しかし朴烈の快進撃はここから始まるわけで、当初は煙に巻いていたものの文子が堂々と話始めたと知るや「あぁそうだ、皇太子暗殺を計画した」とあっさり自供し(というか敢えてその尻馬に乗り)、その激烈な思想や行動計画を頼まれもしないのに滔々と述べるわけです(ちなみに天皇は寄生虫だと述べるくだりは、日本人としても知っておいてよいものの見方だと思います)。そうなりゃ取り調べる側もこりゃ大変だとなって世を揺るがす大事件になるわけですが、これこそ朴のしてやったりで、要するに朴烈は自分で騒ぎをどんどん大きくして、同胞の決起をうながそうとするわけです。
でこれ、似たような話をどっかで聞いたことあるなと思ったら、吉田松陰です。松陰の場合、最初はついでに捕縛されたような感じだったんですけど、お白州の場で自分から時の老中暗殺計画を述べ立てます。松陰は‘狂’という言葉をよく使いますが、要は自分は革命の為の捨て石になろうという訳です。皆、立ち上がれ!と。松陰には帝国主義的な思想がありましたから(当然、あの幕末においてです。後の大正昭和期に松陰がもし生きていたとしたら、同じ思想を持ち続けていたかどうか。)、同じ土俵に上げることに抵抗を覚える方も多いかとは思いますが、姿勢というか心意気は相通ずるものがあるのではないかなと。僕はそんな風に思いました。
戦後、朴烈は釈放され、朝連(在日朝鮮人連盟)に英雄として招かれるが、反共であった朴はそこに参加することを拒否します。その後、仲間と共に今に続く在日本大韓民国民団を立ち上げ、初代団長に指名されますが、程なくその座も追われます。恐らく、生来協調することが出来ないたちだったのか。やはり権力に対する嫌悪感というか、映画で描かれているような孤高の人だったのかもしれません。吉田松陰は‘草莽崛起’という言葉を用いました。在野の民衆の力で事を成し遂げようというものです。松陰風に言えば、朴烈も金子文子も‘草莽崛起の人’だったということでしょうか。
ところでその民団代表当時の1948年に神戸事件が起きます。神戸事件とは、GHQの指令を受けた日本政府が「朝鮮人学校閉鎖令」を発令し、日本全国の朝鮮人学校を閉鎖しようとした事に対して、大阪府と兵庫県で発生した在日韓国・朝鮮人と日本共産党による暴動事件です。

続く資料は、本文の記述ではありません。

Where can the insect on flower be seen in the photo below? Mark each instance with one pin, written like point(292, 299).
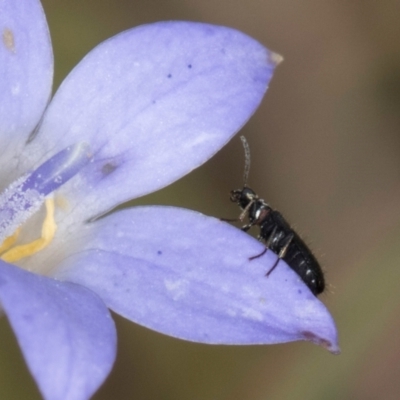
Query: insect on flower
point(276, 233)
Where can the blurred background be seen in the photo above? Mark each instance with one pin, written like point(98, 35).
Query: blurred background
point(325, 147)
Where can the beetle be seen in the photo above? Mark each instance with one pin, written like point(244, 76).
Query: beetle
point(276, 233)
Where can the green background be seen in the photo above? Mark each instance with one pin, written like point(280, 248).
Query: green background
point(325, 152)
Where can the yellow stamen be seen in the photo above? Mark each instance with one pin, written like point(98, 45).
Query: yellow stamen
point(49, 228)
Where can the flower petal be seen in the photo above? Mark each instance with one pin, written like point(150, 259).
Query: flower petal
point(26, 70)
point(154, 103)
point(65, 332)
point(189, 276)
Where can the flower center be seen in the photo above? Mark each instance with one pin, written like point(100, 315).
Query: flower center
point(25, 196)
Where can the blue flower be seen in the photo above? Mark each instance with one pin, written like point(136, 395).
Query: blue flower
point(140, 111)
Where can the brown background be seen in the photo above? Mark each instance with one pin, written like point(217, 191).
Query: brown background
point(325, 151)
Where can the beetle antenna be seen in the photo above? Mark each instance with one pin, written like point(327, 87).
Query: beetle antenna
point(246, 159)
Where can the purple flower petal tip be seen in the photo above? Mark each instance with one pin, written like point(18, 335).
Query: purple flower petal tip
point(140, 111)
point(65, 332)
point(199, 284)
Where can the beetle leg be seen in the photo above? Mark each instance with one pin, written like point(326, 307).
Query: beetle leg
point(282, 253)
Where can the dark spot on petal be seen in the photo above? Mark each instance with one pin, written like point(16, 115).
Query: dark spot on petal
point(312, 337)
point(108, 168)
point(8, 40)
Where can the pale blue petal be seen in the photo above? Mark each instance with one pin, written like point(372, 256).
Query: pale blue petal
point(189, 276)
point(65, 332)
point(26, 73)
point(153, 103)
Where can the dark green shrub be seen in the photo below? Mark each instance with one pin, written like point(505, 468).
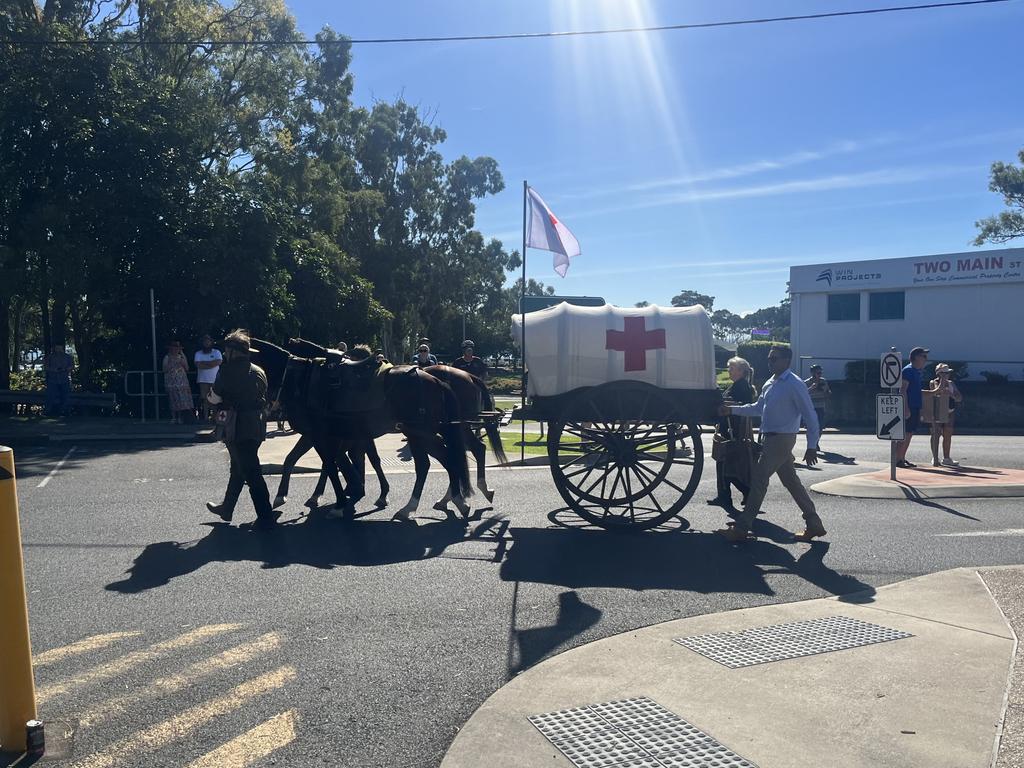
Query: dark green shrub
point(993, 377)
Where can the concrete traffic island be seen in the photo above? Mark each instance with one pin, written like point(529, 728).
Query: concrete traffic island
point(936, 696)
point(928, 482)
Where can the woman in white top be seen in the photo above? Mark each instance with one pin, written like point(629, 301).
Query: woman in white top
point(942, 386)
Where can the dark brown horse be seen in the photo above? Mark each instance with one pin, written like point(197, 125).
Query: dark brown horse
point(473, 398)
point(423, 408)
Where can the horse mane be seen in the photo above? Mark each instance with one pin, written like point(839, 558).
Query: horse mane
point(304, 348)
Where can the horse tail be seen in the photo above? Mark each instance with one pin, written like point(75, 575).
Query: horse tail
point(485, 398)
point(494, 435)
point(495, 438)
point(455, 443)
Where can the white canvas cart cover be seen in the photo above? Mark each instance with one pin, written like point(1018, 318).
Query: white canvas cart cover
point(570, 346)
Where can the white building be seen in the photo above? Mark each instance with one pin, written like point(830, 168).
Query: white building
point(962, 306)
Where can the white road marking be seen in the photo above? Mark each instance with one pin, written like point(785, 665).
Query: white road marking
point(179, 726)
point(119, 667)
point(252, 745)
point(82, 646)
point(53, 472)
point(166, 685)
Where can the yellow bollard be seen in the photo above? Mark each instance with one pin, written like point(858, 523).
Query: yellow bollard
point(17, 689)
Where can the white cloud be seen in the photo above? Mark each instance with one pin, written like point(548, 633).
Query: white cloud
point(881, 177)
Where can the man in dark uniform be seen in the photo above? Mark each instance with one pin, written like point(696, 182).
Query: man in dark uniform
point(469, 363)
point(241, 389)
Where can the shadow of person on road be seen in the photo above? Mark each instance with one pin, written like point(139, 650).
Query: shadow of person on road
point(810, 566)
point(574, 617)
point(830, 457)
point(312, 541)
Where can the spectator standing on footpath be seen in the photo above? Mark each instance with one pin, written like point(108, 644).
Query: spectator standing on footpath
point(469, 363)
point(741, 392)
point(58, 366)
point(910, 389)
point(782, 403)
point(423, 357)
point(208, 360)
point(942, 386)
point(817, 387)
point(176, 383)
point(241, 390)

この事件後、朴烈は「神戸事件の教訓(一九四八年六月)― 我等は子弟を如何に教育すべきか ―」と題するレポートを書いています。内容は、暴力によって訴えてはいけないとか、そのことはかえって朝鮮人の印象を悪くするとか、何より朝鮮人の子どもたちにも悪影響だとか、とりわけ教育の問題に政治を絡ませてはいけないと強く述べています。僕も読みましたが、非常にリベラルなんですね。かつて皇太子暗殺を企てた人物と同じ人物とは思えない程、一人落ち着いてリベラルなことを言っている。要するに大局に立って、人がまだ見えていない部分に先んじて気付き得た。そのような人物だったのかもしれません。

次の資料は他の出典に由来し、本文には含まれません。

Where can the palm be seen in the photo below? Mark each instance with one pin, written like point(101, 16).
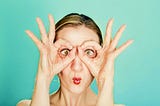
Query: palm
point(49, 63)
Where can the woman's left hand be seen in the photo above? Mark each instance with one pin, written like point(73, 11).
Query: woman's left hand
point(102, 66)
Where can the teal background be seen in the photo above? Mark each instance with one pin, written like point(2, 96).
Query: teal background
point(137, 70)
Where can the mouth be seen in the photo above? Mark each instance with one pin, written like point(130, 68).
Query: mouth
point(76, 80)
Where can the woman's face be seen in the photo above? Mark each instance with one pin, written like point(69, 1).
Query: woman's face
point(76, 77)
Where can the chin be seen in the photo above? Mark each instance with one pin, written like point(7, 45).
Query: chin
point(77, 90)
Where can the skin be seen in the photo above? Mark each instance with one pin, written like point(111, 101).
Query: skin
point(76, 63)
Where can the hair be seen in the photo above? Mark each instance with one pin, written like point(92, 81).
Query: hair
point(75, 20)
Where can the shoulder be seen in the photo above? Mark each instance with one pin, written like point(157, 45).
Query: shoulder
point(119, 105)
point(24, 103)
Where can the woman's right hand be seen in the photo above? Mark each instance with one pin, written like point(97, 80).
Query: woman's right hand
point(50, 63)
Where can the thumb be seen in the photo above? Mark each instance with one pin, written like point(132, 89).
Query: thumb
point(88, 62)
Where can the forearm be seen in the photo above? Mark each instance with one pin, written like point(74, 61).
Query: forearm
point(41, 92)
point(105, 93)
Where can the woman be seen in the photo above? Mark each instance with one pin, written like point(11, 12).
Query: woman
point(74, 49)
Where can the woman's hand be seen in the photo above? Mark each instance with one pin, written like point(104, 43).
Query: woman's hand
point(50, 63)
point(102, 66)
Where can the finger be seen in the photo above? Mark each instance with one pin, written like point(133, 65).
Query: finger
point(123, 47)
point(88, 62)
point(116, 38)
point(42, 30)
point(108, 34)
point(62, 43)
point(93, 44)
point(52, 29)
point(64, 63)
point(34, 38)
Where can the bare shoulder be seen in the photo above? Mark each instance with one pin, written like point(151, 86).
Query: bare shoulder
point(119, 105)
point(24, 103)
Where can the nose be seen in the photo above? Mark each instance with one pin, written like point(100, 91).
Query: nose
point(76, 64)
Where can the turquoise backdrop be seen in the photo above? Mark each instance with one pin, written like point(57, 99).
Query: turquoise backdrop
point(137, 70)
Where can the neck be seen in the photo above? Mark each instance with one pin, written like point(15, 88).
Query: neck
point(69, 98)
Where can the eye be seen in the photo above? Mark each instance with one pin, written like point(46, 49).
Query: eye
point(64, 52)
point(90, 53)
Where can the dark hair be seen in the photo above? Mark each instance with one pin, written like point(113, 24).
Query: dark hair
point(75, 19)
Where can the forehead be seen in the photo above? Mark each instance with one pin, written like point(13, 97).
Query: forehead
point(77, 35)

話が随分と逸れましたが、映画『金子文子と朴烈』は本当に素晴らしいです。牢屋に入れられ、自由に会えなくなった二人のそれでも私は貴方の全てを理解しているといった表情が何とも言えません。僕は日本人ですから、つい金子文子に目が行ってしまいますが、あの激烈な文子を受け止め得たのは朴であり、文子の導火線に火をつけたのは朴であると。ソウルメイトとという言葉がありますが、二人は確かにそうであったかもしれない。そんな風に思いました。